Инснаб — кооператив для иностранцев, — «иностранное снабжение». Помещался он на Тверской, в магазине бывшем братьев Елисеевых. Кто из москвичей не помнит этого самого роскошного из московских магазинов? Как и в Петербурге, братья Елисеевы не пожалели средств на украшение своего детища. Скульптурные разноцветные потолки, мраморные прилавки, мозаичные полы, бассейны для живой рыбы, богатейшие зеркальные витрины — таким встает магазин Елисеевых в моих детских воспоминаниях. А на прилавках — самые изысканные яства, самые невероятные фрукты — груши до килограмма весом, ананасы, кокосовые орехи и великолепный набор вин и шампанского. Да, лучших товаров, чем у братьев Елисеевых в Москве, было не найти.
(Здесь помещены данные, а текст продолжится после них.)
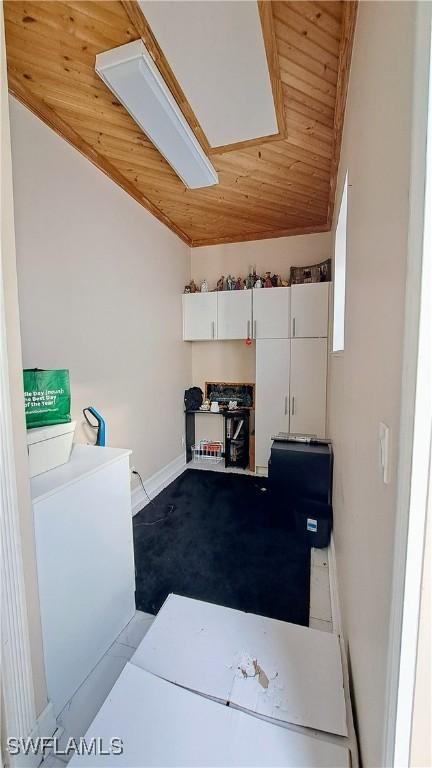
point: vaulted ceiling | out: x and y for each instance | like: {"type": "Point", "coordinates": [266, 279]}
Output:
{"type": "Point", "coordinates": [269, 187]}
Грянула революция. Наступил голод. Магазин Елисеевых, будучи разгромленным и разбитым в самые первые дни «великой и бескровной», долгие годы стоял пустым и заколоченным. Не знаю, что там было во времена Нэпа, но со времени введения карточек и наступления нового голода, он был превращен в кооператив для иностранцев. И так как в Москве с 1928 до последнего времени есть вообще или нечего, или очень мало, и население, как голодный волк, рыщет по улицам и базарам, как бы и где бы что-нибудь «достать», большевики решили громадные витрины Инснаба заколотить наглухо, дабы не соблазнять «малых сих». Ибо, если бы нормальный московский обыватель, в том перманентном состоянии недоедания, в котором он обретается, хоть одним глазком заглянул внутрь бывшего елисеевского магазина, он, может быть, даже и ГПУ не испугался бы, а пошел просто напросто — его — этот магазин — громить. А так, тысячи граждан проходили мимо забитых деревянными щитами витрин и даже не подозревали, как близко и возможно было счастье.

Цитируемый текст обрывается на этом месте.